Each day this factory turns out between 2,000 and 5,000 wooden bats for professional and recreational players. In addition they turn out between 4,000 and 5,000 mini bats which are given away as souvenirs.
Billets (French for tree trunk) are delivered to the factory in batches of 5,000 to 8,000.
Professional ball players order between 100 and 120 bats each season. Each player has their own bats statistics stored in the company computer. With a few keystrokes the perfect bat can be turned out for any player.
Here’s a statistic for you. One point eight million wooden bats leave the Louisville Slugger factory each year. This number includes the mini bats.

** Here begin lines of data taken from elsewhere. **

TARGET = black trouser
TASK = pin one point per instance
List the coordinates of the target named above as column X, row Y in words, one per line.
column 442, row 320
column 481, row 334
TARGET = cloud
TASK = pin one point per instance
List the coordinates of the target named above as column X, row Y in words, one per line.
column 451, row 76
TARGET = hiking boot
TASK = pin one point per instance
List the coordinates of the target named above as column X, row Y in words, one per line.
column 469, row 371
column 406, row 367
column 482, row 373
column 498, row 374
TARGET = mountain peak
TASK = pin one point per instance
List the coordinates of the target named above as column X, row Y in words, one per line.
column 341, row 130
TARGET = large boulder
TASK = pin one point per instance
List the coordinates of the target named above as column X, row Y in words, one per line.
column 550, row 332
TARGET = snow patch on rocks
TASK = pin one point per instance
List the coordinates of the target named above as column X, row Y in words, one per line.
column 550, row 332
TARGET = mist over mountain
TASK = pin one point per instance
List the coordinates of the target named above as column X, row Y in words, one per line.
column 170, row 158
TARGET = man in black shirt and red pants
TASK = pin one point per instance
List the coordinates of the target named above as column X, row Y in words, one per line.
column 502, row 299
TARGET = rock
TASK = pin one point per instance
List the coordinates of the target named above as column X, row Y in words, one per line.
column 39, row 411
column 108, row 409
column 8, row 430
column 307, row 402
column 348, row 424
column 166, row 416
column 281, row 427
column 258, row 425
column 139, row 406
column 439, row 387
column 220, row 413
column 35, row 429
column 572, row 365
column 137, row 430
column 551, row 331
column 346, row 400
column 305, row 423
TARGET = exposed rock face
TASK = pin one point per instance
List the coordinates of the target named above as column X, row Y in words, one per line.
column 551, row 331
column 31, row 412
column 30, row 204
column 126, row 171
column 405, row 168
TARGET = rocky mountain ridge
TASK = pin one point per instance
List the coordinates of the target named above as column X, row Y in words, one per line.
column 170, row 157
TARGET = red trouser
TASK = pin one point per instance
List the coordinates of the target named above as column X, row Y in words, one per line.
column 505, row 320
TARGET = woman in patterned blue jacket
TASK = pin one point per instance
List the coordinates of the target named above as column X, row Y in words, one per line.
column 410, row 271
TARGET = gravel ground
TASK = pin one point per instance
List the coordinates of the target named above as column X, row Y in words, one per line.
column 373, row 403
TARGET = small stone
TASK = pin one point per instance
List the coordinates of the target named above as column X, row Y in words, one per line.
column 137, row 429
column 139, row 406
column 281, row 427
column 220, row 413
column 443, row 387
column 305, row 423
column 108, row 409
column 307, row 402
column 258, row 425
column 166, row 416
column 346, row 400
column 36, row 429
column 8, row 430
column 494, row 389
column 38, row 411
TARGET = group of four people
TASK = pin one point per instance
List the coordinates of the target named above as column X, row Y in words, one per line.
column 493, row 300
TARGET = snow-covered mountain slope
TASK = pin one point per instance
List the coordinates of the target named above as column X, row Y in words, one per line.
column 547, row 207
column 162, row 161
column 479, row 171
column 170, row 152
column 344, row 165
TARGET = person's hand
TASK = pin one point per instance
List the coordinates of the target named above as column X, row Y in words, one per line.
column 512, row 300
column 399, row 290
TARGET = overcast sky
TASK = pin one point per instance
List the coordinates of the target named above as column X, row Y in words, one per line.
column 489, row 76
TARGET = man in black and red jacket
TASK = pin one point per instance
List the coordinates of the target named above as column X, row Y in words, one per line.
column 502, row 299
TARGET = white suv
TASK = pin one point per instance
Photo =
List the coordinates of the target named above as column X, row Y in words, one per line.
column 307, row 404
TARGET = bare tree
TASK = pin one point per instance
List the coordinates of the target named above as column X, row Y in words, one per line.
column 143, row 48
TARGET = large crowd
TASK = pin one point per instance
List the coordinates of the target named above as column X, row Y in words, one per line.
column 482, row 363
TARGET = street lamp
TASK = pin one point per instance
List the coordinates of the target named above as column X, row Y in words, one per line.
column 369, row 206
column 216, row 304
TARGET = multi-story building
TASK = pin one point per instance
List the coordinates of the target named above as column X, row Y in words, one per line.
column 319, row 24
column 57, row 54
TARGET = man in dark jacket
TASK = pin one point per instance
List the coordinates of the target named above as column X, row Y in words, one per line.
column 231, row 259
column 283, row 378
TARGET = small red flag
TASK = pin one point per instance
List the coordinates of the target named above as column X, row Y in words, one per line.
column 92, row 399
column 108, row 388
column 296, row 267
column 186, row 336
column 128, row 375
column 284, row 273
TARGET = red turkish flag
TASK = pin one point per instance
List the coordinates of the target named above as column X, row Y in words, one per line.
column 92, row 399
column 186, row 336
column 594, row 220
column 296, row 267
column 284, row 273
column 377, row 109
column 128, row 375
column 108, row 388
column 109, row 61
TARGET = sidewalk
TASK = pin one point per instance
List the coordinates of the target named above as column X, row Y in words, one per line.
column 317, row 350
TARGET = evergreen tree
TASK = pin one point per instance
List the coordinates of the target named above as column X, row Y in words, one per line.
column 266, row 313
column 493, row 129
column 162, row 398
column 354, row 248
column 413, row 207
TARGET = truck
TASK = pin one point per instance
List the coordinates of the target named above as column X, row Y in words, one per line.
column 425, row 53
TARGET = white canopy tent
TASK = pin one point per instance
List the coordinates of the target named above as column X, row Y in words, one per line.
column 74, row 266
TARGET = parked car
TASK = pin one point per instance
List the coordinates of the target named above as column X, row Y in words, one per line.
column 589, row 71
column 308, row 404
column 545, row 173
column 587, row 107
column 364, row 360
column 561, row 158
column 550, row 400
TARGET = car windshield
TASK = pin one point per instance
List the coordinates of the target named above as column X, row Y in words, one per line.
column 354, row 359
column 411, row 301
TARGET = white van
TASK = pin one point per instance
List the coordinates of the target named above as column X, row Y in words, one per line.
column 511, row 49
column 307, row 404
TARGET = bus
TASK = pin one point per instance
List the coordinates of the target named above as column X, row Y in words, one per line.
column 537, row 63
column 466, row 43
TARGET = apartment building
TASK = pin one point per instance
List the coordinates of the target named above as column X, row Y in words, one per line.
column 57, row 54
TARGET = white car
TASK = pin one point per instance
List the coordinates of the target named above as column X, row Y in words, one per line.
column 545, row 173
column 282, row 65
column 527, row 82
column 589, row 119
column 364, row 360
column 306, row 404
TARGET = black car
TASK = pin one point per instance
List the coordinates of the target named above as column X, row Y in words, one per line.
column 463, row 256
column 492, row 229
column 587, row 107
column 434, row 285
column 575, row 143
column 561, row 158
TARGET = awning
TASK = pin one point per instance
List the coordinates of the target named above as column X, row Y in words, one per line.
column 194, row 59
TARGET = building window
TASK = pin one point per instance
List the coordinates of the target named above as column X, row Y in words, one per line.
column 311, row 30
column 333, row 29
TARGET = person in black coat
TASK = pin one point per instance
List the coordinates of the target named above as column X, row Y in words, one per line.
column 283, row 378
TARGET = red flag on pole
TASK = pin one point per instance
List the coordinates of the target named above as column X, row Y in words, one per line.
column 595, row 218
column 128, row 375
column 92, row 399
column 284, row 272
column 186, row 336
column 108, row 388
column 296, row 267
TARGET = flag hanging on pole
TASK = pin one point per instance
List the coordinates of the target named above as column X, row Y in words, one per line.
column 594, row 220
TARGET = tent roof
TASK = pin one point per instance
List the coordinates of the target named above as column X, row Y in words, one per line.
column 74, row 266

Each year 40,000 Northern White Ash and Maple trees supply the logs for the Louisville Slugger bats. Each tree is at least 80 years old.
It takes 90 seconds to make the initial shaping of a baseball bat on the computerized lathe.
Ready for shipping.
Pink bats for Mother’s Day hanging to dry.
The player’s will use the pink bats, autograph them and then they will be auctioned off and proceeds donated to breast cancer research.
Bats waiting to be stained. Each player picks one of nine stain colors for his bats.
Our tour guide getting ready to hand out mini bats to those in our group.
That big bat outside of the factory? This pic was taken from me standing at the bottom and looking up.
An interesting day, that’s for sure!
We went back to the park and hung out with our neighbors Tina and MaryLynn from New Joisey. These two are a hoot! We laughed so much with them.
Tomorrow is the Oaks Race and they are both going. This is the race where all the ladies, and gentlemen too for that matter, get really decked out with their fancy hats and designer clothes. Our friends have the fancy hats and I can’t wait to see them all dressed to go.
The park (ing lot) is really starting to fill in now. Its going to be party time tonight. It seems most of the newcomers are mostly 20-something males.
I think its going to be a long night.